Implementing description-logic rules for SNOMED-CT attributes through a table-driven approach

Prakash M Nadkarni 1,, Luis A Marenco 2
PMCID: PMC3000783  PMID: 20190061

Abstract

Maintaining a large controlled biomedical vocabulary requires ensuring the content's internal consistency. This is done through rules, specified by the vocabulary's curators, which denote how the vocabulary's concepts should be defined. When individual organizations deploy such vocabularies, local concepts are typically added and linked to concepts in the main vocabulary: the process of maintaining and linking local content should follow the same rules. The operation of content-maintenance software can be facilitated by maintaining such rules in computable form. In this paper, we demonstrate how to implement computable rules for attribute usage in SNOMED CT using a table-driven approach where a given rule is expressed as one or more rows in a table and is consulted by generic code.
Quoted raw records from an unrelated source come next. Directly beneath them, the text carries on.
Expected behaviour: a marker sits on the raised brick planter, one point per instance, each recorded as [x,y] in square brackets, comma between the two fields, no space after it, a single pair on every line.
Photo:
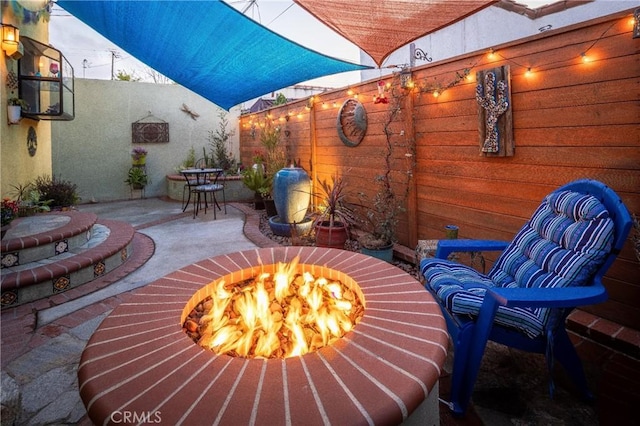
[140,361]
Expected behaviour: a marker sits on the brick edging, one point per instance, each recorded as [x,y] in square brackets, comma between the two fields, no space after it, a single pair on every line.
[605,332]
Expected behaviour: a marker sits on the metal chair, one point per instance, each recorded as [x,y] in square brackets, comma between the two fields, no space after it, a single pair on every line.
[191,181]
[554,263]
[212,187]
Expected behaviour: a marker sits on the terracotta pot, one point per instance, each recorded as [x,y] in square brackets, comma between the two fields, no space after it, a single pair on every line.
[4,230]
[331,236]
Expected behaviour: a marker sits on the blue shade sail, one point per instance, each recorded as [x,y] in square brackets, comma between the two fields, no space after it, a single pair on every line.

This approach, which is tailored to database implementations, is computationally efficient and allows new attribute-definition rules to be created as data while needing minimal or no code modification.

Keywords: SNOMED CT, description logic, table-driven methods

Introduction: description logic, SNOMED clinical terms concept hierarchy and attributes

The current version of the Systematic Nomenclature of Medicine Clinical Terms (SNOMED CT),1 now managed by the International Health Terminology Standards Development Organization (IHTSDO) is designed to use ‘Description Logic’ (DL) as the basis for controlled vocabulary use and maintenance. DLs are a family of knowledge-representation languages used for operating on terminological data. While less expressive than some alternative formalisms, such as first-order logic, DLs come with guarantees of computational tractability.2 Individual DL implementations differ in the operations that they support. Operations such as concept union, negation, intersection and subsumption (the last is discussed below) apply generally. Concepts can also have properties and roles (also called relationship types or attributes), which are typically specific to a given terminology's problem domain: for example, SNOMED CT, which deals with clinical medicine, has attributes such as ‘pathological process’ and ‘has specimen’.

SNOMED CT is approximately tree-structured: all concepts descend from a ‘SNOMED CT Concept’, with ‘child’ concepts linked to parent concepts through ‘IS-A’ links, though many concepts descend from more than one parent. Every concept is labeled with the category that it belongs to, by using a parenthesized expression at the end of the concept's fully specified name, for example, ‘Cellulitis (disorder)’. Categories, which are themselves concepts, lie in the upper part of the tree. Twenty of the 43 SNOMED CT categories are children of SNOMED CT Concept, but the rest are children of other hierarchies. For example, the categories ‘Person’, ‘Occupation’ and ‘Life Style’ are children of the category ‘Social Concept’, and ‘Disorder’ is a child of the category ‘Clinical Finding’.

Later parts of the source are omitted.